Class 7 Maths Exercise 1.2

Last Updated on April 5, 2023 By Mrs Shilpi Nagpal

Integers Class 7 Exercise 1.1
Integers Class 7 Exercise 1.2
Integers Class 7 Exercise 1.3
Integers Class 7 Exercise 1.4

NCERT Answers for Class 7 Maths Chapter 1 Integers Exercise 1.2

Page 9

Ex 1.2 Class 7 Maths Question 1. Write down a pair of integers whose:
(a) sum is –7
(b) difference is –10
(c) sum is 0

Answer 

(a)

= – 4 + (-3)
= – 4 – 3 … [∵ (+ × – = -)]
= – 7

(b) 

= -25 – (-15)
= – 25 + 15 … [∵ (- × – = +)]
= -10

(c) 

= 4 + (-4)
= 4 – 4
= 0

Ex 1.2 Class 7 Maths Question 2.
(a) Write a pair of negative integers whose difference gives 8.
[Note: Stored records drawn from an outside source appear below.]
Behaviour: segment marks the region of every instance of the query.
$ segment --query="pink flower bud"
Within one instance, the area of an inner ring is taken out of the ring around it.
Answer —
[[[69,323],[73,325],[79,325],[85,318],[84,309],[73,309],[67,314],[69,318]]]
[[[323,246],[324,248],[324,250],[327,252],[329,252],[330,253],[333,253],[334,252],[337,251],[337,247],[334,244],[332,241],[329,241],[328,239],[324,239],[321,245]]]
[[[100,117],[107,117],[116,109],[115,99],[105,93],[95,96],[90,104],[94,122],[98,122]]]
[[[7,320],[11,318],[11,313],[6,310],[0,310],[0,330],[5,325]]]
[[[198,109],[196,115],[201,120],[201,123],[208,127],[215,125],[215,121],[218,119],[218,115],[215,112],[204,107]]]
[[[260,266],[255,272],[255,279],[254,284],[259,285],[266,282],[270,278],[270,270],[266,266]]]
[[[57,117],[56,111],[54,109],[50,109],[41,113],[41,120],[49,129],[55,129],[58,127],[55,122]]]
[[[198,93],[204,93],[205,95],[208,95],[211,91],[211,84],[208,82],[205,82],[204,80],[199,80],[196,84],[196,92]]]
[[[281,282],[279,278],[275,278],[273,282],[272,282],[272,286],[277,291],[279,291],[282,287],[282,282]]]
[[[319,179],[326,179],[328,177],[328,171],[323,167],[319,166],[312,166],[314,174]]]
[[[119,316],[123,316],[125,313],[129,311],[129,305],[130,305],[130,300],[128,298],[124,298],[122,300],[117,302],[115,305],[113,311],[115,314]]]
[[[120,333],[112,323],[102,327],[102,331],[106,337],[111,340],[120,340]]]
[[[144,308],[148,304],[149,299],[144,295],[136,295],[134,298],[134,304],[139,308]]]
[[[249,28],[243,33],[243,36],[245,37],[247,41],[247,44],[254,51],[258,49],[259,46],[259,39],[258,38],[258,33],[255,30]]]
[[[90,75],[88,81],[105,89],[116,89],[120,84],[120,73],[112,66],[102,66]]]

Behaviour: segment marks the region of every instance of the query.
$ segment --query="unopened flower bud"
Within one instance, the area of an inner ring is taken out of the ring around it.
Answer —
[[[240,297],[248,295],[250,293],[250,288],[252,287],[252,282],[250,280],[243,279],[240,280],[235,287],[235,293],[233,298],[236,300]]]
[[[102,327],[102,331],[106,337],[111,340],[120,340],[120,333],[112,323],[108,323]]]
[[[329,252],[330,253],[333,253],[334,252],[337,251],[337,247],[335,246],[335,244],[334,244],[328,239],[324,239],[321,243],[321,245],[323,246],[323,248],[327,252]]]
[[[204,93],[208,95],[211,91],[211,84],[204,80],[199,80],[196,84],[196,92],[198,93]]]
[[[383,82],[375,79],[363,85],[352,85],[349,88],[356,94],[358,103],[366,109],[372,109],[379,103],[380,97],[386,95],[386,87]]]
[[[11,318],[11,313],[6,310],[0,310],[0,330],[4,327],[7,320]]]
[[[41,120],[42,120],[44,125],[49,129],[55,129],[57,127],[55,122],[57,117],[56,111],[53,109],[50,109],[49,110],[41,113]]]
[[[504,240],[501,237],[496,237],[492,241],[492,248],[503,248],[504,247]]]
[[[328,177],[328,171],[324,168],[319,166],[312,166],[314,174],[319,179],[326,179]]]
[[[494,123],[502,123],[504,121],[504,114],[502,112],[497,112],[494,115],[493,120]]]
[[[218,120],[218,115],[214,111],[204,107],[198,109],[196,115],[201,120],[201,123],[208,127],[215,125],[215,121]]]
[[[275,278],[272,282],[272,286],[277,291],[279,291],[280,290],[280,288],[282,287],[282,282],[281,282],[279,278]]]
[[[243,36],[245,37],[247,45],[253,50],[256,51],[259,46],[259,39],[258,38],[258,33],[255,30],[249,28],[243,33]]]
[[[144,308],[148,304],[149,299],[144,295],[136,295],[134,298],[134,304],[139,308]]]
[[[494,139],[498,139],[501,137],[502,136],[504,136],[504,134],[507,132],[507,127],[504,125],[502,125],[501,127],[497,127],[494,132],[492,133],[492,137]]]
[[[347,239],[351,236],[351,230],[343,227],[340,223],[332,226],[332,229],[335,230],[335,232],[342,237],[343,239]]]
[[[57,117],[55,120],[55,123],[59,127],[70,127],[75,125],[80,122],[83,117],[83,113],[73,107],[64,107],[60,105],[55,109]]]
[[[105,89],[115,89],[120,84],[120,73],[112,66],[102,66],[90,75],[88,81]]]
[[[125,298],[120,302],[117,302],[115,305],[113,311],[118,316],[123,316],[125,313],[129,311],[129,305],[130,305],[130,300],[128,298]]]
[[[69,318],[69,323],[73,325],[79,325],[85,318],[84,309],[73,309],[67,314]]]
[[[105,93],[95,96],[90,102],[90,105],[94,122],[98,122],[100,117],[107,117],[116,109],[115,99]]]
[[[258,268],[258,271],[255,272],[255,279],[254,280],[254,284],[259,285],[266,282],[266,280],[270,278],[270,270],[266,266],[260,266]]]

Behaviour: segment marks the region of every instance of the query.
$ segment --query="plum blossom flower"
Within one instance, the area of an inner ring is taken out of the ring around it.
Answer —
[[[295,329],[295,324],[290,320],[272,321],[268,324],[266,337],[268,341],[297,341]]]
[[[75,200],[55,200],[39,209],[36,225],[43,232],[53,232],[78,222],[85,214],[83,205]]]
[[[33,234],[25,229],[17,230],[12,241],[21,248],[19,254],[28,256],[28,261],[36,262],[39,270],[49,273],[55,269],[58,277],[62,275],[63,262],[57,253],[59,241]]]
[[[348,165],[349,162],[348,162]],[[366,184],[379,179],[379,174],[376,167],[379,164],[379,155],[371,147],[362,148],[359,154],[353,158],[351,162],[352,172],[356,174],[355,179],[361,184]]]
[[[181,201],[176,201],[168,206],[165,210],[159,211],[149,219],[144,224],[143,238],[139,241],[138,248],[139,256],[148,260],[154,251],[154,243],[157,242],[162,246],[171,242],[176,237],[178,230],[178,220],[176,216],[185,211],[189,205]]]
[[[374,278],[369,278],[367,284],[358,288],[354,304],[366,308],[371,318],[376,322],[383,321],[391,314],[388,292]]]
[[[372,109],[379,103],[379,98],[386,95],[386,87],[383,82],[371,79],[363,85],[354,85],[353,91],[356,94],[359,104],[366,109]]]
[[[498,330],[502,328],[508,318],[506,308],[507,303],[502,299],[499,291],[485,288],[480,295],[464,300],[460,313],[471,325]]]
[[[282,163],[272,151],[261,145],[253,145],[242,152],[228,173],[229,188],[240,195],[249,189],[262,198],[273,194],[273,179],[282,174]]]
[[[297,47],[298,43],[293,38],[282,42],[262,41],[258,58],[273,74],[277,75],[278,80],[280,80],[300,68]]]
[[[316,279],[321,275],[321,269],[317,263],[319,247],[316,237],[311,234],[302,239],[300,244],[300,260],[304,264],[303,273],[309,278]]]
(b) Write a negative integer and a positive integer whose sum is –5.

(c) Write a negative integer and a positive integer whose difference is –3.

Answer

(a) Write a pair of negative integers whose difference gives 8
= (-5) – (- 13)

= -5 + 13 … [∵ (- × – = +)]
= 8

(b) Write a negative integer and a positive integer whose sum is –5
= -25 + 20

= -5

(c) Write a negative integer and a positive integer whose difference is – 3.

= – 6 – (-3)
= – 6 + 3 … [∵ (- × – = +)]
= – 3

Ex 1.2 Class 7 Maths Question 3. In a quiz, team A scored – 40, 10, 0 and team B scored 10, 0, – 40 in three successiverounds. Which team scored more? Can we say that we can add integers inany order?

Answer

From the question, it is given that
Score of team A = -40, 10, 0
Total score obtained by team A = – 40 + 10 + 0
= – 30
Score of team B = 10, 0, -40
Total score obtained by team B = 10 + 0 + (-40)
= 10 + 0 – 40
= – 30
Thus, the score of the both A team and B team is same.
Yes, we can say that we can add integers in any order.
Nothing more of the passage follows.